For reliability, the Jellyfin database is stored on the internal 32 GB eMMC rather than the SD card. This both reduces wear and tear on the card as well as proves to be faster and more reliable.
CPU transoding is a non-starter, and the GPU drivers for these boards isn’t exactly well supported. The GPU drivers also rely on V4L which Jellyfin has deprecated for hardware transcoding, so I opted to forego transcoding entirely.
To load movies/TV shows on here, I pre-process them with ffmpeg in the following way:
- Scale to 720p to reduce space
- Encode to H.264 in an MP4 container (including subtitles as
mov_textif available) in yuv420p pixel format to avoid the need for remuxing or transcoding - Map only the English audio and subtitle streams to further save space
Music
Music is provided by a combination of MPD and Snapcast and the library is also stored on the 1TB SD card.
MPD manages the music collection while Snapcast allows synchronized multi-room audio and connecting receivers via wifi.
For local playback, I use myMPD web UI and use its streaming feed or use the MPD and Snapcast clients on the end device. There’s also a Snapcast client installed on the travel server itself, so if you add a USB speaker it can playback music directly.
Books
It runs Calibre-Web to manage my book collection which is also stored on the 1 TB SD card.
Development
The travel server runs CodeServer which is an un-Microsofted web-based version of VSCode. You can set that up however you want, but I’ve got it setup for:
- React / NextJS development
- Python development
- ESP8266/ESP32 development with Platform.io
Other services it runs to facilitate development include:
- NodeJS and Bun
- Postgres (via Docker)
- Mosquitto MQTT
- Redis
- CouchDB
- NodeRED
Offline Knowledge
Kiwix is installed with a large selection of ZIMS for offline reference.

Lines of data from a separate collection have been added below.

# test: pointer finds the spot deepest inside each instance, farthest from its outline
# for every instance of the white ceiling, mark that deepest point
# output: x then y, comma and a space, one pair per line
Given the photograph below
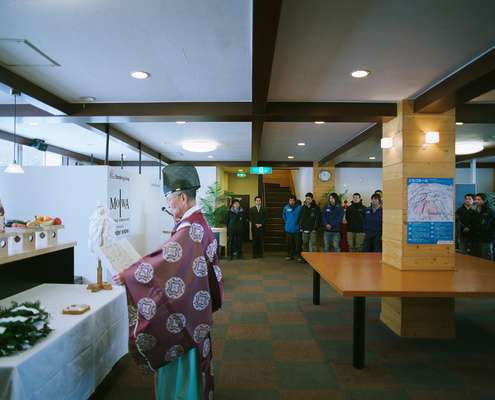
407, 45
234, 139
75, 138
280, 140
195, 50
200, 50
6, 98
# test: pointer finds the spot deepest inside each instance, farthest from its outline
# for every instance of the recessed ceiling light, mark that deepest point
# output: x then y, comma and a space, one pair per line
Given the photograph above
360, 73
199, 146
432, 137
87, 99
468, 147
140, 75
386, 143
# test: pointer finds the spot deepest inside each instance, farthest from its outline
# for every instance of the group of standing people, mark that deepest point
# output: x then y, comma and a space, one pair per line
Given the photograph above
235, 221
476, 226
304, 220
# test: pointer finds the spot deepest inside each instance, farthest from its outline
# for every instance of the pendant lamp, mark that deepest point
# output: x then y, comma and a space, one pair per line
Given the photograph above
14, 168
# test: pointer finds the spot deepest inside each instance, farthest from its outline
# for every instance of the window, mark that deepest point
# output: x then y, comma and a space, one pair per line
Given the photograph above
6, 152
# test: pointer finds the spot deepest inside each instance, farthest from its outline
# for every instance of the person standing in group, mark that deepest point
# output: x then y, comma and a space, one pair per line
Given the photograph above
373, 217
290, 215
309, 221
483, 228
172, 295
332, 217
354, 215
465, 216
258, 216
234, 220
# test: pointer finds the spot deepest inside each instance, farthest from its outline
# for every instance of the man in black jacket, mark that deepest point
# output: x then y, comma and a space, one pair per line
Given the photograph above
354, 215
465, 216
258, 217
234, 220
309, 221
483, 228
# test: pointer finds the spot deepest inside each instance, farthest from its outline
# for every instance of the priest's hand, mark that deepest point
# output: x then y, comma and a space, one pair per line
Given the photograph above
118, 279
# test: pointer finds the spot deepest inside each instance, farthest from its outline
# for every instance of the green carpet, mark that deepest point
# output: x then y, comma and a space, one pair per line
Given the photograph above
271, 342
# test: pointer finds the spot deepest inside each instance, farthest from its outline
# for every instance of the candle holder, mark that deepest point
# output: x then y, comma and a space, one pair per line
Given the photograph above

- DevDocs for React, Bun, NodeJS, ExpressJS, NextJS, etc. Pretty much every major libarary and framework I work with has offline docs
- Full text Wikipedia dump with images (approx 130GB)
Search
I installed SearxNG so I always have an ad-free, AI-free, no BS search engine available.
File Sharing
The travel server has a few different ways to share files:
- Samba (SMB) shared folder
- PairDrop for quick and easy one-to-one local sharing in the browser or phone app
- SSHFS (alternative method of accessing the SMB shares
Future Plans / Not Yet Implemented
- Add data passthrough to the UPS board so a host PC can charge the UPS/power the travel server while also enumerating it as a USB ethernet device. Currently the UPS board only passes power and plugs into the peripheral USB port.

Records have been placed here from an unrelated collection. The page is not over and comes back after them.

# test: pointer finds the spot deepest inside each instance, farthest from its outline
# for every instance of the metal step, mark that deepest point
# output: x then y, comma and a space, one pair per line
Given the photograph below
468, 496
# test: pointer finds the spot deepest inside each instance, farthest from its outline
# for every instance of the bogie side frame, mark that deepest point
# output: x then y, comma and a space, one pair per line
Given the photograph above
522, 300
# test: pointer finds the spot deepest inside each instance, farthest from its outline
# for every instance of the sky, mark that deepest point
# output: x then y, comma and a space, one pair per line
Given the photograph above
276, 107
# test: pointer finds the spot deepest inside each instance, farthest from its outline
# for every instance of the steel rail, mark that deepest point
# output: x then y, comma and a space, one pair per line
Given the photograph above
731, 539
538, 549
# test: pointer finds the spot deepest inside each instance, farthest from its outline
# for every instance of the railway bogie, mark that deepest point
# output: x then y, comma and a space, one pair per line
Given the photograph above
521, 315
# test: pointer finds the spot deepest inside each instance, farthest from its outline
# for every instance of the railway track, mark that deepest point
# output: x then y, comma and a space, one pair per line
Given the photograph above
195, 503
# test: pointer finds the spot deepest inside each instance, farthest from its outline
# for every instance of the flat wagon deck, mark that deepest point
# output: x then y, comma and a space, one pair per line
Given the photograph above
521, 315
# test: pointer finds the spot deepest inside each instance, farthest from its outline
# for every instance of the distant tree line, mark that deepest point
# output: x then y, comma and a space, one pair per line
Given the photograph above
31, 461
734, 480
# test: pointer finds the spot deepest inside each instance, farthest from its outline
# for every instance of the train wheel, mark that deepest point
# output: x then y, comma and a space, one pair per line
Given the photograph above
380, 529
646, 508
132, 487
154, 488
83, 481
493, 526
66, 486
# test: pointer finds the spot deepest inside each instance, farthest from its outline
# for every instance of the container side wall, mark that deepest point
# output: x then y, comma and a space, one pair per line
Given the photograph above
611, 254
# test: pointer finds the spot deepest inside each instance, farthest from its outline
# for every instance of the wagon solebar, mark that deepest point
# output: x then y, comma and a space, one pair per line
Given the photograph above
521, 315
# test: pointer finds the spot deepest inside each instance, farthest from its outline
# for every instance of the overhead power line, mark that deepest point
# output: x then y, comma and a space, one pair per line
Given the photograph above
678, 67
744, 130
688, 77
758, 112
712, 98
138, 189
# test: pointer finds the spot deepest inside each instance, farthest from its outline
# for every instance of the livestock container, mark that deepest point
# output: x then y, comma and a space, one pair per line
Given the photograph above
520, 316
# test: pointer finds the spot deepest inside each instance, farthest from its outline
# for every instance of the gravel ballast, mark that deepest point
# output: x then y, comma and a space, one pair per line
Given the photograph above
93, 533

- Add some kind of tile server and map viewer. Inspired by this project.
- Set up captive portal so Android (and probably Apple, too) devices don’t freak out if there’s no internet uplink. Currently requires an annoying “Stay connected to this network” and enabling airplane mode so that DNS will work over the wifi connection if there’s no internet uplink available.

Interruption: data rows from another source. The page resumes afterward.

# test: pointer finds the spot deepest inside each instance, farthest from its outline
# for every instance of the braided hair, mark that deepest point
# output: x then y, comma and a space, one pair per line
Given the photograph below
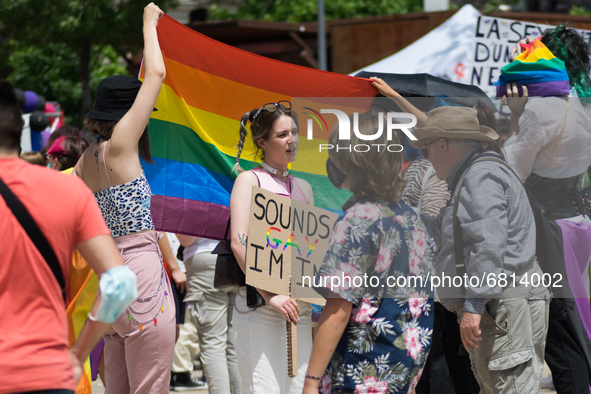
261, 125
573, 50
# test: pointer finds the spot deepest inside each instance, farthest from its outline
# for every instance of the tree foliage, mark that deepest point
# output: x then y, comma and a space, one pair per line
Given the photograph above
61, 48
306, 10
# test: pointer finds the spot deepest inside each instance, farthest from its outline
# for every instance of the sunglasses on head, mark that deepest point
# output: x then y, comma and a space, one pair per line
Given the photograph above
272, 107
425, 150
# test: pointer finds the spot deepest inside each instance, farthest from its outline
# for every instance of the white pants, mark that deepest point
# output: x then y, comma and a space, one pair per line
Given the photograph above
186, 348
261, 347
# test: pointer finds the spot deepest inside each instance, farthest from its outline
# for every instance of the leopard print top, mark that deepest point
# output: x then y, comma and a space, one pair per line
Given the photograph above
126, 207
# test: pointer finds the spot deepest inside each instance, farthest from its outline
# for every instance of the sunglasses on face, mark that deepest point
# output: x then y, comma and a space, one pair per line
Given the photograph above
272, 107
425, 151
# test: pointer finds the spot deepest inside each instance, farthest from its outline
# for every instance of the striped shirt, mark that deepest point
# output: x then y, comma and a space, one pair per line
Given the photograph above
435, 194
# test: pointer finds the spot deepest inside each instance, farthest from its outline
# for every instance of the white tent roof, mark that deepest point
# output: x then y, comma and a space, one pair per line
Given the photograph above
444, 52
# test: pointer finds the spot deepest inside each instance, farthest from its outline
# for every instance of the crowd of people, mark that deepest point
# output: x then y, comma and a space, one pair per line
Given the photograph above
469, 205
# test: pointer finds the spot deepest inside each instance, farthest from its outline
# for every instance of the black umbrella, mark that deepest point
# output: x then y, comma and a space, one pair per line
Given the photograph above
426, 85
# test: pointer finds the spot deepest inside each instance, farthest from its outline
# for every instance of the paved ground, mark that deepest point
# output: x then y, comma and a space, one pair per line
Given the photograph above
97, 387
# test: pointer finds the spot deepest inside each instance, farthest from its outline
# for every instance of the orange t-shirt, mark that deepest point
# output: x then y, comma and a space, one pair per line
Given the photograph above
33, 325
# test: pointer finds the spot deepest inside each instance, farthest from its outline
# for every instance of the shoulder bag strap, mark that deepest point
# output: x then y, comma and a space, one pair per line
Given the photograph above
458, 239
34, 233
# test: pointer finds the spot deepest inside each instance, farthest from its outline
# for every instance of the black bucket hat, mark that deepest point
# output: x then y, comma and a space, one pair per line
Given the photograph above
114, 97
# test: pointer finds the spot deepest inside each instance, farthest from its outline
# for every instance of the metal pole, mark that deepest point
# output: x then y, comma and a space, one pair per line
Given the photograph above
321, 37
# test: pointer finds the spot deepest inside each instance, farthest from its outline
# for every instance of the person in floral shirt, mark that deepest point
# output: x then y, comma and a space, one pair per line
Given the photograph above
375, 331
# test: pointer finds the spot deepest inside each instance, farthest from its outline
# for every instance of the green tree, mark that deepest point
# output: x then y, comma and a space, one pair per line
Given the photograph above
66, 46
306, 10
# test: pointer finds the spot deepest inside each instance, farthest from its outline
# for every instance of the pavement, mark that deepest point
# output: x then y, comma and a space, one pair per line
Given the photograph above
98, 388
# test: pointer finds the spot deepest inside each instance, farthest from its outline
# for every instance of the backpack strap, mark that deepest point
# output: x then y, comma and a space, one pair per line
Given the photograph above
34, 233
458, 239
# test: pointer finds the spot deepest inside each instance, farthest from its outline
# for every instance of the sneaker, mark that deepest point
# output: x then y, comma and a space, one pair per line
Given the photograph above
185, 381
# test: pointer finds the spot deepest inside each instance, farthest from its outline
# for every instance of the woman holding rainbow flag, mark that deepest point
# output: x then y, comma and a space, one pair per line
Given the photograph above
139, 346
550, 152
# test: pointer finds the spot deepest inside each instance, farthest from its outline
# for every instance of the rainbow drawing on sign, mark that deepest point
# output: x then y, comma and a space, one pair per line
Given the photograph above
312, 247
277, 242
294, 243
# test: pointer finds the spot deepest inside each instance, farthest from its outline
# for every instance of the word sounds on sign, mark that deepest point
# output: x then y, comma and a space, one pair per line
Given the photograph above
286, 240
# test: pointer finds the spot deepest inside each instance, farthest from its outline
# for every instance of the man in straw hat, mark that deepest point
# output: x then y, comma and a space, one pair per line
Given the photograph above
484, 274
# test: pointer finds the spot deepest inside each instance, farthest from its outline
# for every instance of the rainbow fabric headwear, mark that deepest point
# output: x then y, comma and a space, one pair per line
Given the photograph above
208, 87
538, 69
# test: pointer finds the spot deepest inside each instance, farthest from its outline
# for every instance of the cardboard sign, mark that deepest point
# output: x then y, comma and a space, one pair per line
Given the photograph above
287, 241
493, 40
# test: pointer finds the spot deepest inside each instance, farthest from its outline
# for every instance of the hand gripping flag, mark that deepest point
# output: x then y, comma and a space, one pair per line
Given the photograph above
208, 87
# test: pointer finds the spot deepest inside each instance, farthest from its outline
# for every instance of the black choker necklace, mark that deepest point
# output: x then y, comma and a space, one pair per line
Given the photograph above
277, 173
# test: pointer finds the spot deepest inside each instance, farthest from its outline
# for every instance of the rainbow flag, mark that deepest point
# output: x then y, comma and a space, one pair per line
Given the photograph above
537, 68
80, 295
208, 87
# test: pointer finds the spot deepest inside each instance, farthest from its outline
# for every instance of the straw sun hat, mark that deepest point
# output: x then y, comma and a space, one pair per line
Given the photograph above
453, 122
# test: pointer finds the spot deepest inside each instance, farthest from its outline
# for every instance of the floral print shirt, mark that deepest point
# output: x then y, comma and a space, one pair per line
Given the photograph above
377, 249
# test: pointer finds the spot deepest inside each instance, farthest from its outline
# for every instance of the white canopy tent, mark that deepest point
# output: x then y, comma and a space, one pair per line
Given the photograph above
445, 52
469, 48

- Make a web UI to manage services/configs. Currently, config changes require SSH-ing in and modifying the config directly. I do have preset configs for different “modes” but you still have to swap them around by hand.
- Design and 3D print a case that can hold the UPS board and the travel server itself while allowing the travel server to be “ejected” (basically I imagine it slotting into it from the outside and connecting to fixed USB and mini HDMI connectors embedded in the case).


Very very nice. Some good inspiration in this post, especially the mobile Jellyfin part.